La pregunta que nos hacemos ahora es si este pánico dejará nuevamente los precios de vuelta en la zona lateral de distribución dando carpetazo a la volatilidad en el mejor de los casos y estancándose en un mercado lateral, o bien si estamos delante del tan temido “rebote del gato muerto”, que suele traducirse en el primer rebote previo al desarrollo de un mercado bajista. Como siempre digo, el sesgo predictivo es un riesgo para el operador y nuestro propósito no es el de adivinar los precios, como sí el tratar de comprender los riesgos y actuar en consecuencia.

En este sentido, hemos ampliado nuestra exposición en Renta Variable estas semanas comprando beta mercado mediante ETFs del DAX y del sector bancario europeo, buscando un rebote técnico para volver a dejar nuestra exposición en el 50%, dejando incluso la puerta abierta para buscar posiciones cortas siempre que el presente rebote finalice dejando al DAX40 y al NASDAQ100 por debajo de los 15.000 puntos.

Como aviso a navegantes, les aconsejo que mantengan su prudencia intacta. En nuestro caso, bajo la ventaja de saber que Mr. Market ha saneado algunas cotizaciones por encima del 50% y ha dejado la amplitud de mercado muy, ¡pero que muy tocada!, puesto que el número de sectores y compañías bajistas es ya superior a las alcistas, exigiendo al mercado un tiempo no inferior a los 6 meses para que a través del precio nos alerte de una recuperación de su amplitud, algo que bajo mi punto de vista es estrictamente necesario si pretendemos excluir el peso de las empresas de gran capitalización de las conclusiones que nos brinda el precio.

Y es que tras la guerra de Ucrania la economía mundial se enfrenta a una tormenta perfecta provocada por el incremento en los precios de las materias primas (alimentación, energía, metales y fertilizantes) y su afectación al comercio mundial, así como al hundimiento del orden geopolítico que se había instaurado tras la Guerra Fría y los riesgos de una escalada militar que afecte al territorio de la OTAN y por último al shock financiero provocado por los posibles contagios que podemos vivir como consecuencia de impagos que provengan de Rusia y Ucrania.

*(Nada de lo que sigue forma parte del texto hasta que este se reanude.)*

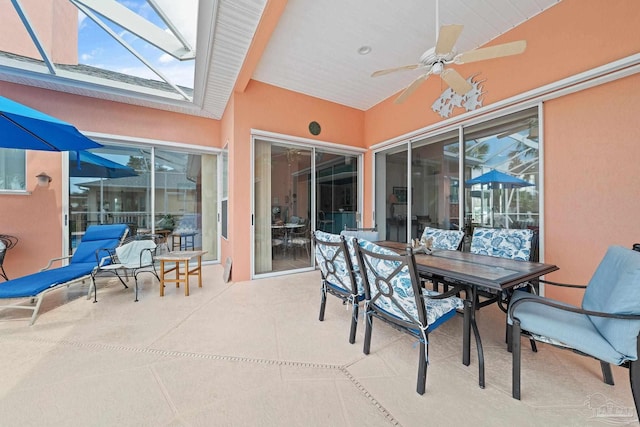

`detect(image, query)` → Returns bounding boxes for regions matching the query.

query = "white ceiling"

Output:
[253,0,558,110]
[0,0,560,119]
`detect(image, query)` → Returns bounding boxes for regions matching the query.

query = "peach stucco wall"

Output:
[0,0,78,64]
[365,0,640,302]
[544,74,640,302]
[223,80,364,280]
[0,82,221,277]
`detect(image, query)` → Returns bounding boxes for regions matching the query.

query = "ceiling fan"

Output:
[371,2,527,104]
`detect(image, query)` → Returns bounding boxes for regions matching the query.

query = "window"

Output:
[0,148,27,191]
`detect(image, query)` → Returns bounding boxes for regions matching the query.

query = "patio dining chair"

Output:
[0,234,18,280]
[356,241,463,394]
[508,246,640,415]
[420,227,464,292]
[89,234,160,302]
[0,224,129,325]
[313,230,364,344]
[469,227,538,310]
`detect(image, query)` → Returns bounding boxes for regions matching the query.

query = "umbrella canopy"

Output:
[69,151,138,178]
[0,96,102,151]
[465,169,535,188]
[464,169,535,228]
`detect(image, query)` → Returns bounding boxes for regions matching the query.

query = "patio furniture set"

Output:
[0,224,206,325]
[314,227,640,420]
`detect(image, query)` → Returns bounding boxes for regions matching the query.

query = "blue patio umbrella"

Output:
[465,169,535,188]
[464,169,535,228]
[69,151,138,178]
[0,96,101,151]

Este hecho, junto con el bloqueo económico de Rusia, provocado por las sanciones que el mundo entero ha aplicado como medida para estrangular la financiación de la guerra, aceleran y amplifican todavía más el escenario prebélico de estanflación, añadiendo más presión si cabe a los bancos centrales a la hora de controlar la inflación y a los Estados de ampliar sus presupuestos. Y es que el endurecimiento monetario llega, de hecho, en un momento en que los agentes económicos están en una situación financiera favorable gracias al incremento presupuestario puesto en marcha para hacer frente a los desastres de la pandemia, lo que ha hecho que los consumidores sean menos vulnerables a la normalización monetaria. ¡Todo un cóctel Molotov!

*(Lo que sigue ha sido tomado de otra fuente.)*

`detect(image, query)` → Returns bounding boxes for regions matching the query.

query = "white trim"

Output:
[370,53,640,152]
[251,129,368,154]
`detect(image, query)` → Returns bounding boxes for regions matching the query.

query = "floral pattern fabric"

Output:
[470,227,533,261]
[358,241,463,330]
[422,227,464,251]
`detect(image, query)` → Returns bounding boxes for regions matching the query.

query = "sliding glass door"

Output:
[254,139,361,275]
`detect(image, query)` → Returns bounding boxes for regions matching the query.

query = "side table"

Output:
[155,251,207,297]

Como ven señoras y señores, el riesgo de estanflación es un digno rival para la moral de los mercados, que tras años de exagerada complacencia entenderán qué es la volatilidad, puesto que al fin, la inflación vuelve a determinar la política monetaria de los bancos centrales sobre lo que supone el fin del; “hacernos gastar a los consumidores mediante manipular nuestro efecto riqueza a través de la subida de las bolsas”. Y es que ante este nuevo entorno inflacionario habrá que recordar que la inflación no solamente es la madre del paro, sino que es la ladrona invisible de los que han ahorrado y que todavía no entienden que asumir riesgos con coherencia, será enorme virtud en una era en la que los excesos monetarios al fin se han terminado. Ya saben, cuando un loco parece completamente sensato, es ya el momento de ponerle la camisa de fuerza. ¡Bienvenidos al mundo real!

Gisela Turazzini, owner, founder and CEO of Blackbird Bank.